Hiçbir önlem alınmadı
İki buçuk yıl önce siyanür borusundaki mebranın kopması sonucu meydana gelen kaza sonrasında işçilerin uyarılarına rağmen madenin açık tutulduğuna dikkat çeken İlknur Akbaba, şunları söyledi: “Mühendislerin uyarılarına, madenin insanların yaşamını, doğayı ne kadar olumsuz etkilediği keşif sırasında dile getirilmesine rağmen yetkililer hiçbir önlem almadı. Bunca uyarıya rağmen madenin işletilmeye devam etmesi 9 kişinin göçük altında kalmasına neden oldu. Öncesinde ekolojistlerin, sivil toplum kuruluşlarının ve TMMOB'un konuyla ilgili uyarıları dikkate alınmış olsaydı bu felaket gerçekleşmezdi.”
Felaketin de üstü kapatılıyor
Başka bir rezerv alanının belirlendiği ve bu alanla da yeni felaketlere zemin hazırlandığını belirten İlknur Akbaba, madende çalışan sendikalı işçilerin de sendikadan ayrılma noktasında baskı ve mobinge maruz bırakıldığını söyledi. Akbaba, “İşçilere yapılan baskılarla bugüne kadar yaşanan olayların üstü kapatılmak istendi. Bugün de aynı baskılarla bu felaketin üstü kapatılmak isteniyor. İçeride hiçbir önlemin alınmadığını biliyoruz. Bu dikkatsizlik faciaya sebep oldu. İşçilerin oradan günler içerisinde çıkarılması mümkün değil, çünkü çok geniş bir alandan bahsediyoruz. Kayan toprak bile aylar içinde temizlenemeyecek” dedi.

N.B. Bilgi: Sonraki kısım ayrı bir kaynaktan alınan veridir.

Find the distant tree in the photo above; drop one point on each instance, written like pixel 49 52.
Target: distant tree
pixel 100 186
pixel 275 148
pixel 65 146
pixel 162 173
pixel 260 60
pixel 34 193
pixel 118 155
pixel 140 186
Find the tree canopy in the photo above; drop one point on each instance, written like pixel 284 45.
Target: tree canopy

İşçilerin konuşmaması için baskı
Bölgeye giden ancak abluka nedeniyle içeri alınmayan İklim Adalet Komisyonu Üyesi Ekolojist Melis Tantan, yaşanan facianın göz göre göre geldiğine yer verdi. Melis Tantan, “Örtbas etmek istedikleri çok açık. Kamuoyuna görünür kılmadan bu olayı kapatmayı amaçlıyor. Bunu da içeride olan işçileri basına konuşmamaları yönünde tehdit ederek yapıyorlar” diye konuştu.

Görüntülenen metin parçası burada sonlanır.